Il n’y a pas de réelles améliorations. Certains agriculteurs ont des pertes très importantes. Les aides de l’Etat ne dépassent pas les 20 000 euros par exploitation, or les pertes sont largement supérieures.
Le Département a mis en place des mesures de son côté, dont le Revenu de Solidarité Active (RSA) par dérogation et des aides exceptionnelles d’urgence, afin de permettre aux éleveurs la mise en place de semis de cultures fourragères.
Les laitiers et les céréaliers ont été les plus impactés et il faudra des années pour que ces agriculteurs se relèvent.
La Dordogne est le département qui accompagne le plus ses agriculteurs en Nouvelle-Aquitaine. Pouvez-vous nous expliquer quelle politique vous avez choisie de mener ?
Depuis 2016, le Conseil départemental de la Dordogne a fait évoluer ses politiques publiques en faveur de l’agriculture en les intégrant dans une stratégie globale d’autosuffisance alimentaire.
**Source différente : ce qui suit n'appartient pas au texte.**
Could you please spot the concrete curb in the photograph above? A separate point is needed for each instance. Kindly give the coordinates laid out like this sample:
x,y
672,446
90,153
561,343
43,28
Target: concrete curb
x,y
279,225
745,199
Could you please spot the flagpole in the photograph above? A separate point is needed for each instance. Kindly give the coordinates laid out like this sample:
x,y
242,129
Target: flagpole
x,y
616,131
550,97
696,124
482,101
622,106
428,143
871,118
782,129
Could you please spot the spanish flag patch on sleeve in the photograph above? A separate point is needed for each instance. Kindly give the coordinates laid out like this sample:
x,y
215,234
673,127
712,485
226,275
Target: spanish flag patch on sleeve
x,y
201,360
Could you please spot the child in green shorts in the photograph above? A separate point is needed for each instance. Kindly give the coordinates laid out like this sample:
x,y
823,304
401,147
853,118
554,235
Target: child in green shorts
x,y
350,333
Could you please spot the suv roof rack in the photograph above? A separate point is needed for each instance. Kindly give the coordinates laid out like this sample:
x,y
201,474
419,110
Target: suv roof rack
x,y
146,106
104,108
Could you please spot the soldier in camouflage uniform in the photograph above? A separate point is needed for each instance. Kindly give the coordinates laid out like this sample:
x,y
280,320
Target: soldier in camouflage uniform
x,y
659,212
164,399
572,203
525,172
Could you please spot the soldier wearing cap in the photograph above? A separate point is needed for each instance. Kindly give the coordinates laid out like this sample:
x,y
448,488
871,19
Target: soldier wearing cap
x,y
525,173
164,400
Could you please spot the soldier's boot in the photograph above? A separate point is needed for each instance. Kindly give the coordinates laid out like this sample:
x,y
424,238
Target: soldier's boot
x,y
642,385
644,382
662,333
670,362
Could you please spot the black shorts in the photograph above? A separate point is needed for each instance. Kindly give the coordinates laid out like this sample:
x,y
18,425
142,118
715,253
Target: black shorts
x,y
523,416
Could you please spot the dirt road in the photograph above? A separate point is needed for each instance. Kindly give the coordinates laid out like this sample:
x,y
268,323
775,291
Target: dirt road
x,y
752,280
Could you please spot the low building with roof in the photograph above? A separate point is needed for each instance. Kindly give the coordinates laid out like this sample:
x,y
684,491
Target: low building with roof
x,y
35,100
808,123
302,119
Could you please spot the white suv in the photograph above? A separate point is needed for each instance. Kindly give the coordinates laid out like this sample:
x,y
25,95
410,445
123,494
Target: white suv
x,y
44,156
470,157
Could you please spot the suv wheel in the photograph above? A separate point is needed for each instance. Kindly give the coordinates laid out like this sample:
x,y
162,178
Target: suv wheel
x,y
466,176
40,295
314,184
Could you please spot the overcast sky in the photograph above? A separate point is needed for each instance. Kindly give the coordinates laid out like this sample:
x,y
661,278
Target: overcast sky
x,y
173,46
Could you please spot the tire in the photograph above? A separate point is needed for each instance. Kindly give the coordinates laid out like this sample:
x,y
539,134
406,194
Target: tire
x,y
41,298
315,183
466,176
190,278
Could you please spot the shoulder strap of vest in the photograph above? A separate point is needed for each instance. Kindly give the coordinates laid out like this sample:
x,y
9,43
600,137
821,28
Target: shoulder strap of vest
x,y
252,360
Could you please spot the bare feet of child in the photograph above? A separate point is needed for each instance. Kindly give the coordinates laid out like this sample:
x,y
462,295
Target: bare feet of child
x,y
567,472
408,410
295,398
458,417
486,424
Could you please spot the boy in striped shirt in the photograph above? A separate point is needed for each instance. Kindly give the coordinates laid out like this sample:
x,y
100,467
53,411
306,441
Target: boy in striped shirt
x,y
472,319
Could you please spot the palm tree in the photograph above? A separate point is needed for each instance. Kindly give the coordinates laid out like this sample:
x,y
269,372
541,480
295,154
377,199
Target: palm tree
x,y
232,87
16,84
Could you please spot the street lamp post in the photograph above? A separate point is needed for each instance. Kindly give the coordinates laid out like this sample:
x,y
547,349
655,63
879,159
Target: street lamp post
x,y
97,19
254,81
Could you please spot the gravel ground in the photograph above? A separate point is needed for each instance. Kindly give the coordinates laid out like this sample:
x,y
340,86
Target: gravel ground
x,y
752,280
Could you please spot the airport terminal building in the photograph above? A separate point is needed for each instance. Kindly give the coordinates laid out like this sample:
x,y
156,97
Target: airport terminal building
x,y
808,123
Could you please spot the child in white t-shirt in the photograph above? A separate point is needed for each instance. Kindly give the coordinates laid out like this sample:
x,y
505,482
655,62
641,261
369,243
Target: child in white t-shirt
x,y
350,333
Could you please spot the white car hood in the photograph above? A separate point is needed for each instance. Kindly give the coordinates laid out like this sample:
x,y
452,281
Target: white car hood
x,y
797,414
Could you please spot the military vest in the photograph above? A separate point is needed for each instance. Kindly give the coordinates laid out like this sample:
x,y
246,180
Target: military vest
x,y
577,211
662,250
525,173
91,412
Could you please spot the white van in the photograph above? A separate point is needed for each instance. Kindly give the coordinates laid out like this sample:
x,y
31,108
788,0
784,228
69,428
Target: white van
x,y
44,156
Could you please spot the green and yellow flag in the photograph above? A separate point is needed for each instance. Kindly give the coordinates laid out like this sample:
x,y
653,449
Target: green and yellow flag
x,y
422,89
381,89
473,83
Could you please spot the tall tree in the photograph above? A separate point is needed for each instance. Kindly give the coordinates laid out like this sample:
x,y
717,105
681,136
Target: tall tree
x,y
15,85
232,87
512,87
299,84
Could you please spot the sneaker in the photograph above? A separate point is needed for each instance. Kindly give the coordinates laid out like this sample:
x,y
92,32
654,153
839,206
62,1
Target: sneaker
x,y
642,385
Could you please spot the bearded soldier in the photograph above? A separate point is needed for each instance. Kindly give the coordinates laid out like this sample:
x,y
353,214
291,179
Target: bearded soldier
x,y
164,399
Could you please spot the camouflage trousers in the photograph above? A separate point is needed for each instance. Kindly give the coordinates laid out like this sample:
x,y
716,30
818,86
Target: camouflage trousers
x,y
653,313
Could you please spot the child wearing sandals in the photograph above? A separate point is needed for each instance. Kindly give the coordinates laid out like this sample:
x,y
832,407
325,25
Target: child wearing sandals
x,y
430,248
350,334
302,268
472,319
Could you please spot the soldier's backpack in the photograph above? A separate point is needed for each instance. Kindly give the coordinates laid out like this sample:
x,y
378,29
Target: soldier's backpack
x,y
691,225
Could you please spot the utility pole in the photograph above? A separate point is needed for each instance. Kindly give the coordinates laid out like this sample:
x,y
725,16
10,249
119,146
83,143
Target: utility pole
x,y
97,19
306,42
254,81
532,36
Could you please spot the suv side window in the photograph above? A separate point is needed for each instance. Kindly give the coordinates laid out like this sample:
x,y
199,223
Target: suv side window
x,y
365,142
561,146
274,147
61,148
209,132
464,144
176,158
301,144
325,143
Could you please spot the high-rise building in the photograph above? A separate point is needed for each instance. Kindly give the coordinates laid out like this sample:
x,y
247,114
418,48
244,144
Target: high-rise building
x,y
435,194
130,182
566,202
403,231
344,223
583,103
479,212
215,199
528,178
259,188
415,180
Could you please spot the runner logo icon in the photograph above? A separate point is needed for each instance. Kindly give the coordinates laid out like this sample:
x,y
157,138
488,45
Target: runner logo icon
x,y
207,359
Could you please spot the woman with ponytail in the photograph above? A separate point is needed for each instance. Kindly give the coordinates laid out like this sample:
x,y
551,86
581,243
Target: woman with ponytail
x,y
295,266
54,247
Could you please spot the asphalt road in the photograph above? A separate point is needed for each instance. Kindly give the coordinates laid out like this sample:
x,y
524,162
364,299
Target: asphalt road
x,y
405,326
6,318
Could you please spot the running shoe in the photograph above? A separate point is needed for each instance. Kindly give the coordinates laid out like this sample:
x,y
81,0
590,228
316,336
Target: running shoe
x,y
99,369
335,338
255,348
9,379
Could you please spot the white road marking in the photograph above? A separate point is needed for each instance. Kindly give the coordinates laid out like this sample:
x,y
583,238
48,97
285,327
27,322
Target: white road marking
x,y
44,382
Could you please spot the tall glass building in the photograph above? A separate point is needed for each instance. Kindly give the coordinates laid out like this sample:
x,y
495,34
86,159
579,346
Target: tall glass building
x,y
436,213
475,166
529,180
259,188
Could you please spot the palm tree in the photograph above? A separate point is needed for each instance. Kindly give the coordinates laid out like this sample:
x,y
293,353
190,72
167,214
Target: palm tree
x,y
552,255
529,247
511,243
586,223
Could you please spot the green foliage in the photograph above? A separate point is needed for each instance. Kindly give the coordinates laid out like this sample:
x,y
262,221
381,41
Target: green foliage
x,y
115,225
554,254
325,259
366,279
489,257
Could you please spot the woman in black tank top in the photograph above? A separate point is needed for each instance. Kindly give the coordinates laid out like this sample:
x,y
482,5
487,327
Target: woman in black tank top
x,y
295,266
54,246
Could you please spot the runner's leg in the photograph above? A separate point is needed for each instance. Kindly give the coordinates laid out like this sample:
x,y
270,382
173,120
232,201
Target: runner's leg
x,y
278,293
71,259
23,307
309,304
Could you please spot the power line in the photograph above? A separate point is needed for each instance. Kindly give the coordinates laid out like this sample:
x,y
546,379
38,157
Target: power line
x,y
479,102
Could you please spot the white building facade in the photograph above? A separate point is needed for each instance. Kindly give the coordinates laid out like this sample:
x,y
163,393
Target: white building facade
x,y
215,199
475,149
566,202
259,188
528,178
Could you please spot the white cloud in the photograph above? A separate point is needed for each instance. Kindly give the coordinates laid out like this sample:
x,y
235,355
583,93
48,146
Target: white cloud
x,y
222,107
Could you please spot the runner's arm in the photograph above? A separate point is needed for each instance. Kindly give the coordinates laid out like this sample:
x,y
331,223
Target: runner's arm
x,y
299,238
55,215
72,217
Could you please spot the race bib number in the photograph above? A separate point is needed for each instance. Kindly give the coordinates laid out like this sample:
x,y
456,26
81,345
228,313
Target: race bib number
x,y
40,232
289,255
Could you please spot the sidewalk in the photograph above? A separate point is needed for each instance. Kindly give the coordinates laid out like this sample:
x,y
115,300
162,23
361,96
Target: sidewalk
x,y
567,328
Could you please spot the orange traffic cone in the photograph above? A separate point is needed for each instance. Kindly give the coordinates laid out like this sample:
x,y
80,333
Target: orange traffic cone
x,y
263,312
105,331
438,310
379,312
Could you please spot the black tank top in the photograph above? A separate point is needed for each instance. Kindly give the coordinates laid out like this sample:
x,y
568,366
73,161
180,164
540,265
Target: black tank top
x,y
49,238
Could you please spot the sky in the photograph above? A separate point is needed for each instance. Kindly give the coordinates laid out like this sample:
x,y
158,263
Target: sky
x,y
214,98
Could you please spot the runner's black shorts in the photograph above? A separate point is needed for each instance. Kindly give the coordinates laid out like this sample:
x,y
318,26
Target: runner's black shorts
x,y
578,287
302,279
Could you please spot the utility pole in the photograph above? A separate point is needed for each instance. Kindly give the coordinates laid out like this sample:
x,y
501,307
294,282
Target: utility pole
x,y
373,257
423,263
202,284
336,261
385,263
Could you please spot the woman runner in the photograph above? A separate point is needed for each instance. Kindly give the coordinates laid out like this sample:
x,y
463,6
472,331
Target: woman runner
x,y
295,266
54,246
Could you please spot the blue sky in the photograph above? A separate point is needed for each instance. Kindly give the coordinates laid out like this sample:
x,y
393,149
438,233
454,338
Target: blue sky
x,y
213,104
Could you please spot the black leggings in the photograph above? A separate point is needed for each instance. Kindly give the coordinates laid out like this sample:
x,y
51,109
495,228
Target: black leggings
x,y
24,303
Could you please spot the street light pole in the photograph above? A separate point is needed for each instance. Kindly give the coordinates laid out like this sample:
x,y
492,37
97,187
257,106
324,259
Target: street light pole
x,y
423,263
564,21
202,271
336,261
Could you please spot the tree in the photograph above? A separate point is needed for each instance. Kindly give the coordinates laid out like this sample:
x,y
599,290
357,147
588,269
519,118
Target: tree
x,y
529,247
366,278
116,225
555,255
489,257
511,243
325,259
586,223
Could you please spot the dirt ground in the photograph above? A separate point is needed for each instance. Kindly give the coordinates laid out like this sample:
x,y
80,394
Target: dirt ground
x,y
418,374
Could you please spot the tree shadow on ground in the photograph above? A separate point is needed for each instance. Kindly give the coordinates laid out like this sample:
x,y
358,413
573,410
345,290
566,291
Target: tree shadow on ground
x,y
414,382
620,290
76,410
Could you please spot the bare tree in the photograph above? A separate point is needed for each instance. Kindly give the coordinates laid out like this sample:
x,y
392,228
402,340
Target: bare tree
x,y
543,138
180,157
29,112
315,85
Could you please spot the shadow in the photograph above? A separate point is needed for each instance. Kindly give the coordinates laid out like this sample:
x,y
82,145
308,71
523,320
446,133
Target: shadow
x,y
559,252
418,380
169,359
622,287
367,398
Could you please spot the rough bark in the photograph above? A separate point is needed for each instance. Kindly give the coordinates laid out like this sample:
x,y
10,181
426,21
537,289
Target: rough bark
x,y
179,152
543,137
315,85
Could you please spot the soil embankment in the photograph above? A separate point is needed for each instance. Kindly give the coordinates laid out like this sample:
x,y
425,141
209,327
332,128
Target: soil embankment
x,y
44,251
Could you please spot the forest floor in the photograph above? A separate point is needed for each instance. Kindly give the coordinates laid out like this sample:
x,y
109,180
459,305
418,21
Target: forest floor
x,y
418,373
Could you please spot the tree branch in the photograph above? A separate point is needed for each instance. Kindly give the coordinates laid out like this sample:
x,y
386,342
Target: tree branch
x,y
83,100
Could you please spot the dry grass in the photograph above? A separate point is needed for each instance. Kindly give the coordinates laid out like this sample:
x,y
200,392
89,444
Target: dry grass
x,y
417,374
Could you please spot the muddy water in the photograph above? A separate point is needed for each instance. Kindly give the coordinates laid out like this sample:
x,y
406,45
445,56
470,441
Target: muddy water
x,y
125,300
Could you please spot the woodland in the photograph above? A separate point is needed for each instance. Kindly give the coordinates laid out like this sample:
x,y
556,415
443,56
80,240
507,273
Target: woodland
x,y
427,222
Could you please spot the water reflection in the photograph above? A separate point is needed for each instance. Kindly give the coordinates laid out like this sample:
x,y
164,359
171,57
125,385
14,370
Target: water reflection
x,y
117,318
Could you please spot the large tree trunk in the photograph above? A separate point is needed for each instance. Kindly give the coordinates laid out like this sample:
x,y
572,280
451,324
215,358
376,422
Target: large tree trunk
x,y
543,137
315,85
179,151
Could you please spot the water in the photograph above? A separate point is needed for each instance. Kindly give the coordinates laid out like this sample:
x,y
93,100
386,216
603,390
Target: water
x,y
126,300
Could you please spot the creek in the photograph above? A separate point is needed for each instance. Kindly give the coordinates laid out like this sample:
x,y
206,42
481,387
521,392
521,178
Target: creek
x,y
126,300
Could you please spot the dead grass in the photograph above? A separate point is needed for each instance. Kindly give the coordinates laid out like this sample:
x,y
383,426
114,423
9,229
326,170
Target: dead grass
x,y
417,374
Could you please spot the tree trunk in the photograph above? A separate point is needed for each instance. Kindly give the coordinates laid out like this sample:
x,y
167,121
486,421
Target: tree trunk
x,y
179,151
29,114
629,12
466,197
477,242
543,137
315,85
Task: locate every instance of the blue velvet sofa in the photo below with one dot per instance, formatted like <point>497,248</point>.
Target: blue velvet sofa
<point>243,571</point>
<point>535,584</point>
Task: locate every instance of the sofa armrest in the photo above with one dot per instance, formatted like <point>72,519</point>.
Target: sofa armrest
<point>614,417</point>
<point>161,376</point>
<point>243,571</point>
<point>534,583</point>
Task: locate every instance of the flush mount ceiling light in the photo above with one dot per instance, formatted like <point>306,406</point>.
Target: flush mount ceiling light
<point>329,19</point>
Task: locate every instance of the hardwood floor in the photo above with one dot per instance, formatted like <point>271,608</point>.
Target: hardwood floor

Celle-ci s’est notamment traduite par le programme 100 % bio, local et « fait maison » à destination de ses collèges, qui est reconnu à la fois sur le plan national et au niveau européen.
Nous souhaitons être en mesure d’accompagner notre agriculture dans une évolution qui permettra de concilier viabilité économique, changement climatique et préservation de l’environnement. Nous avons donc tout d’abord adopté les orientations suivantes en matière agricole : promouvoir et organiser les circuits courts, la vente directe et l’approvisionnement de nos industries agroalimentaires, contribuer à l’installation et à la transmission, développer une agriculture durable, accompagner les territoires ruraux et promouvoir des produits de qualité, soutenir les agriculteurs en difficulté, développer le manger Local, 100 % bio, « fait maison » et la valorisation des produits bio locaux auprès de la restauration collective de notre territoire.
Nous avons la chance d’avoir un service de l’agriculture et de l’agroalimentaire qui apporte de son côté une ingénierie au profit des autres collectivités, notamment dans le cadre de projets innovants.
A terme, nous voulons que tous les agriculteurs de Dordogne puissent créer de la valeur ajoutée sur leur exploitation. Pour cela, nous allons travailler à améliorer la traçabilité qualitative des productions agricoles, contribuer à l’attractivité de la profession agricole, réduire l’impact environnemental de notre agriculture et accompagner sa relocalisation économique.